After endorsing Donald Trump for president last week, the nation's largest police union is taking heat from others in the labor movement, who say its support for the candidate puts it on the wrong side of history.
"They’ve taken someone who is clearly a racist, a misogynist, a homophobe, and an Islamophobe, and supported him," Terry Melvin, president of the Coalition of Black Trade Unionists, told BuzzFeed News. "And they've done this when the rep they’ve been getting from the community as a whole — particularly the black and brown community — is that they don’t know what’s going on in that community, which is why these shootings and killings happen."
The 300,000-member Fraternal Order of Police "has publicly turned a blind eye to the minority community as a collective," he said. "I think it was the wrong signal for them to send."
Police unions occupy an uncomfortable place within the world of organized labor, where many leaders have been outspoken about the need for police reform. After the killing of Michael Brown in Ferguson in 2014, the president of the AFL-CIO, the country's largest union group, joined calls for increased federal oversight of local police forces.
In response, the International Union of Police Associations — itself a member of the AFL-CIO — criticized his decision, saying it reflected someone with "an agenda, not a position."
Few union officials interviewed by BuzzFeed News criticized the Fraternal Order of Police — which is not affiliated with the AFL-CIO or any other union federation — for its decision to back Trump. The National Organization of Black Law Enforcement declined to comment, as did other worker groups. But some one step removed from the system were more candid.
"The FOP's endorsement of Trump is self-defeating and aligns them with a racist anti-union billionaire," said Stephen Lerner, a former director of the Service Employees International Union, who played an instrumental role in its efforts to unionize janitors. "With this Trump endorsement, the FOP is casting their members' lot and future with with a right-wing tyrant who will attack unions, if elected, with the same viciousness he has gone after immigrants, refugees, and Muslims."

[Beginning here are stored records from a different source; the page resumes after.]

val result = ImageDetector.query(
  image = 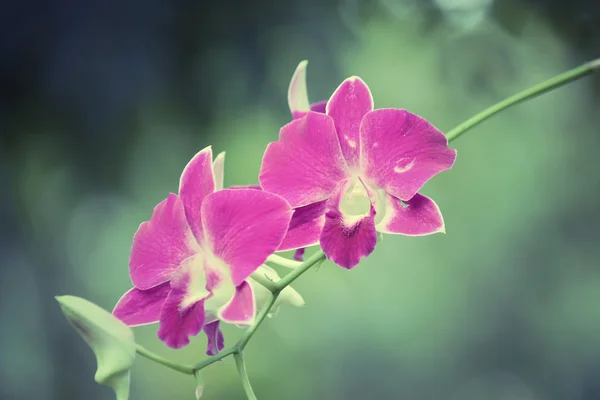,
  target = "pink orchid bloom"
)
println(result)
[113,147,294,348]
[259,62,456,269]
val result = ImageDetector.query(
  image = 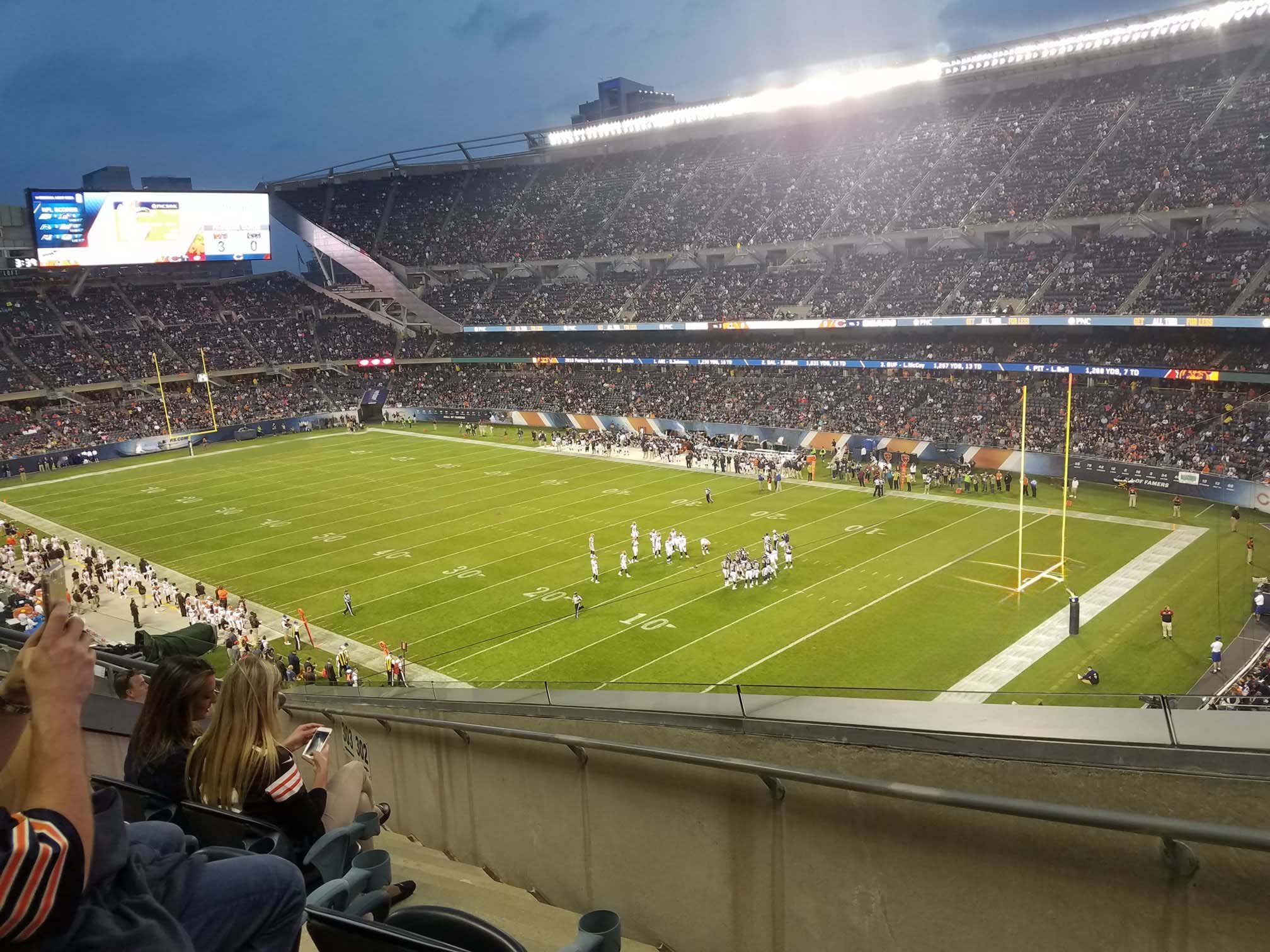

Carmen Rojas, the CEO of the Workers Lab, which funds experiments in labor organizing and campaigning, called the FOP's endorsement "a huge step back."
"The FOP has a history of very narrow self-interested decisions that often reinforce and reify failed programs that increase racial injustice in communities and decrease economic opportunities and public safety," Rojas said. "They are really representative of an agenda that is trying to increase policing and incarceration in service of a small number of folks."
When asked for comment about the FOP's endorsement of Trump, Amaya Smith, National Media Director for the AFL-CIO, said, “The overwhelming majority of unions have endorsed Hillary Clinton for president and believe she is the best candidate to bring our country together.”
According to the AFL-CIO's most recent polling of union members, Donald Trump has fallen 12 points in support among union members in the key state of Ohio. From June to early September, he has fallen from 44% to 32%, 5 points below Mitt Romney, who received 37% of the union vote in the state, according to the union federation.
But white working-class voters without college degrees, including union members in law enforcement, remain a contested demographic that could help Trump in November. In a new poll from CNN and the Kaiser Family Foundation, "60% say they would consider Trump this fall, about double the 29% who say they'd consider Hillary Clinton."
Steve Rosenthal, political director for the Service Employees International Union, told Bloomberg that even if some union members support Donald Trump, many "union women, blacks, Latinos and service workers" remain a dedicated part of the Democratic party base.
“When you look at the numbers," he said, "when all is said and done, I expect union households to be among the strongest supporters for Secretary Clinton in the country."